Failure to increase investment in adolescent well-being could have a staggering economic cost

Africa Science News

Today’s adolescents, aged 10–19 years, face unprecedented challenges amidst a rapidly evolving world, according to a new report calling for greater investments in adolescent well-being. The report, released at the 77th World Health Assembly, was commissioned by The Partnership for Maternal, Newborn & Child Health (PMNCH), working with Victoria Institute of Strategic Economic Studies of Victoria University in Australia, WHO, UNICEF and UNFPA.

The report finds that failure by all stakeholders to substantially increase investment in programmes targeted at improving adolescent well-being would result in a staggering economic cost, with potential global losses amounting to an estimated USD 110 trillion (benefits foregone) from 2024 to 2050.

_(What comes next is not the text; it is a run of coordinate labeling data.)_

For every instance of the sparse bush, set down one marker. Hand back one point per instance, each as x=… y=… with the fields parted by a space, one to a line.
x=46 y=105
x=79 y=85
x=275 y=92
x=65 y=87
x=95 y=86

This equates to USD 4.1 trillion per year, or 7.7% of the GDP of the countries included in the research for the report, which covers about 80% of the world’s population.

“With just about five years left to achieve the Sustainable Development Goals, progress lagging, and the adolescent population increasing, the urgency of investing in adolescents’ well-being cannot be overstated,” says Helen Clark, former Prime Minister of New Zealand and PMNCH Board Chair.

“A multi-pronged and multisectoral approach to investment – anchored in meaningful adolescent and youth engagement, accountability, transparency, and multi-stakeholder collaboration is crucial,” she commented, adding that “the time for action is now to ensure that today’s adolescents can thrive and contribute positively to future generations.”

The benefits of investing in adolescent well-being, however, are significant, with benefit to cost ratios (BCRs) in most cases showing economic and social returns at least 10 times the initial investment, and in many cases significantly higher. It has recently been estimated that a broad package of health services for adolescents is likely to give a return of USD 9.6 for every dollar invested; while investing in education and training for adolescents is likely to give a return of USD 28.6 for every dollar invested.

Commenting, Dr. Natalia Kanem, Executive Director of the United Nations Population Fund (UNFPA)said, “empowered with skills and opportunities, young people will put us on course to a more sustainable world for all.”

Catherine Russell, Executive Director, UNICEF,says, “Evidence shows that investing in adolescent girls is a game-changer for everyone.

“With resources and opportunities, the world’s 600 million adolescent girls can become the largest generation of women leaders and change-makers the world has ever seen,” said Russell.

While progress has been made in some areas of improving adolescent well-being, significant challenges persist, placing the well-being of adolescents at risk.